Collaborative Research: Greenland Meltwater Geomicrobiology

The Greenland Ice Sheet (GrIS) is the largest freshwater reservoir in the Arctic. Melting of the GrIS is increasing, delivering large amounts of freshwater to the Arctic Ocean. The nature and composition of microbial communities below the GrIS are not known, but recent studies have documented the presence of viable microbial communities in other subglacial environments and within the GrIS ice itself, indicating their potential importance for chemical weathering processes. This project will characterize GrIS subglacial microbial communities to investigate the effect of microbes on lithospheric weathering and nutrient fluxes from the GrIS margin in West Greenland. The hypothesis is that the glacial thermal regime and bedrock lithology are the primary determinants of the subglacial bacterial communities, which in turn mediate nutrient release and weathering rates. Study sites in the Thule and Kangerlusuaq areas cover two major lithologies of West Greenland. The study combines state-of-the art microbiological, biogeochemical techniques, and datalogging of stream and climate parameters, to examine glacial meltwater. It is anticipated that the melting of the GrIS will have large effects on global biogeochemical cycles, ocean ecology, and atmospheric CO2. GrIS subglacial microbes are anticipated to play an important role in mobilizing elements from the lithosphere. Data generated on the diversity of GrIS microbes (Bacteria, Archaea and Eukarya) will provide an initial assessment of microbial richness and diversity in aquatic habitats beneath the GrIS. The primary objective is to examine the biodiversity and microbial contribution to geochemical processes and nutrient release, and this study will also provide insight into low temperature adaptation of life in and to a hitherto unexamined subglacial environment. A synergistic relationship with the WISSARD (Whillams Ice Stream Subglacial Access Research Drilling) project will provide the opportunity for a bipolar comparison of biodiversity beneath the Greenland and West Antarctic ice sheets. Providing data of chemical composition and fluxes of meltwater (particularly carbon, iron and trace nutrients) and sediments released by the GrIS will provide a framework to assess potential feedbacks in global biogeochemical models. Detailed measurements over two melting seasons will provide fundamental data towards a conceptual model of GrIS subglacial microbial environments.

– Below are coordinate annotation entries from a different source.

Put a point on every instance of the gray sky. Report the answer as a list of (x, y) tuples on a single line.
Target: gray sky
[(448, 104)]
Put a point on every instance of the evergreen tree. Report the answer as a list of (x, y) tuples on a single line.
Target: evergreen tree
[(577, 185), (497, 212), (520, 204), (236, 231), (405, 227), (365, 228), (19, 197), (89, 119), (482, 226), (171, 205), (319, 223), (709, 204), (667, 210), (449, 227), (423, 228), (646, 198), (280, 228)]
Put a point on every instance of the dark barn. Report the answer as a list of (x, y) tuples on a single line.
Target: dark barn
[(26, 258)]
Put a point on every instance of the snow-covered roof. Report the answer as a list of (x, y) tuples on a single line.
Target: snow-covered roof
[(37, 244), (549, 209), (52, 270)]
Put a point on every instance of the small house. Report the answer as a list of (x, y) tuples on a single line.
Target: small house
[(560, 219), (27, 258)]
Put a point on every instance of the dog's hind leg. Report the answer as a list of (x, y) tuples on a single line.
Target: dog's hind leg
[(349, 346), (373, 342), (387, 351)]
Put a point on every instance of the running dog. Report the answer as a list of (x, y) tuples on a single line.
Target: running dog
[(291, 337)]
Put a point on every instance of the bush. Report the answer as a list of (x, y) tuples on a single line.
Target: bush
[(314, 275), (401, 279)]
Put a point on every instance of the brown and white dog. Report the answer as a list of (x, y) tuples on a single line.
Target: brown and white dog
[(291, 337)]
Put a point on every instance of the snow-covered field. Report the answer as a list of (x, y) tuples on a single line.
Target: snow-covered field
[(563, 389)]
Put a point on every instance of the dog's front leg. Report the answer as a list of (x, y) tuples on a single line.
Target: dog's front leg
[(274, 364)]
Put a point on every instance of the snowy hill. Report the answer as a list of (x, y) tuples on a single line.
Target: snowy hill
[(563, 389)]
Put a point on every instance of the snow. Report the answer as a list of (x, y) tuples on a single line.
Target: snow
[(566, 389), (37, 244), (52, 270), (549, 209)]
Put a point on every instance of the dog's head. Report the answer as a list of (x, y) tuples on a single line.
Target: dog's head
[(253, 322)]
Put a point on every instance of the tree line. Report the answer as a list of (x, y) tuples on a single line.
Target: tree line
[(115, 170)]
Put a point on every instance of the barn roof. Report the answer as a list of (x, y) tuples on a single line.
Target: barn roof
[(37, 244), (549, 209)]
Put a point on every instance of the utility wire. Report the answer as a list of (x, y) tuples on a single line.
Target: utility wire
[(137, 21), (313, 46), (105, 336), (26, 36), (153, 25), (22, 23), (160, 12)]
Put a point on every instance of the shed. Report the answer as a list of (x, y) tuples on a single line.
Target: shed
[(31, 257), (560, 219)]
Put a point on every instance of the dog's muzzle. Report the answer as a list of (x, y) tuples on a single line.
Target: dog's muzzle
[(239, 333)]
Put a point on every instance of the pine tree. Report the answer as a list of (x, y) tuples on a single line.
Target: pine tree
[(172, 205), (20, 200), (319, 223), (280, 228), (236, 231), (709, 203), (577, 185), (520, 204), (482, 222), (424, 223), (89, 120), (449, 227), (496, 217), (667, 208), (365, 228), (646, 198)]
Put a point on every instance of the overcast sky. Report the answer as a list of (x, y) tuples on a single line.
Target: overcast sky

格陵兰冰盖（Greenland Ice Sheet, GrIS）是北极地区规模最大的淡水储库。格陵兰冰盖的消融速率持续攀升，正向北冰洋输入海量淡水。目前学界对格陵兰冰盖下微生物群落的本质与组成仍缺乏系统认知，但近期已有研究在其他冰下环境以及格陵兰冰盖自身冰层中，证实了存活微生物群落的存在，这暗示了它们在化学风化过程中可能扮演的关键角色。本项目将对格陵兰冰盖冰下微生物群落进行系统性特征解析，以探究微生物对西格陵兰地区格陵兰冰盖边缘岩石圈风化过程以及营养盐通量的影响。本研究提出的核心假说为：冰川热状况与基岩岩性是调控冰下细菌群落组成的主要因素，而细菌群落反过来会介导营养盐释放与风化速率。本研究的选址覆盖西格陵兰的图勒（Thule）与康格鲁苏阿克（Kangerlusuaq）两个区域，囊括了当地两种主要的基岩岩性。本研究结合顶尖的微生物学与生物地球化学技术，以及溪流与气候参数的原位数据记录方案，对冰川融水开展系统性观测分析。据预测，格陵兰冰盖的消融将对全球生物地球化学循环、海洋生态系统以及大气二氧化碳浓度产生深远影响。格陵兰冰盖冰下微生物预计将在活化岩石圈中的元素方面发挥重要作用。本研究获取的格陵兰冰盖微生物（细菌、古菌与真核生物）多样性数据，将首次评估格陵兰冰盖下方水生栖息地中的微生物丰富度与多样性水平。本研究的核心目标是探究生物多样性特征以及微生物对地球化学过程与营养盐释放的贡献，同时还将揭示生命在低温环境下的适应性机制，以及此前尚未被探索的冰下环境的生命生存特性。本项目将与WISSARD（Whillams Ice Stream Subglacial Access Research Drilling）项目开展协同合作，为对比格陵兰与西南极冰盖下方的生物多样性提供双极对照研究的契机。获取格陵兰冰盖释放的融水（尤其是碳、铁与微量营养盐）以及沉积物的化学组成与通量数据，将为评估全球生物地球化学模型中的潜在反馈机制提供科学框架。在两个消融季开展的详细观测数据，将为构建格陵兰冰盖冰下微生物环境的概念模型提供基础支撑数据。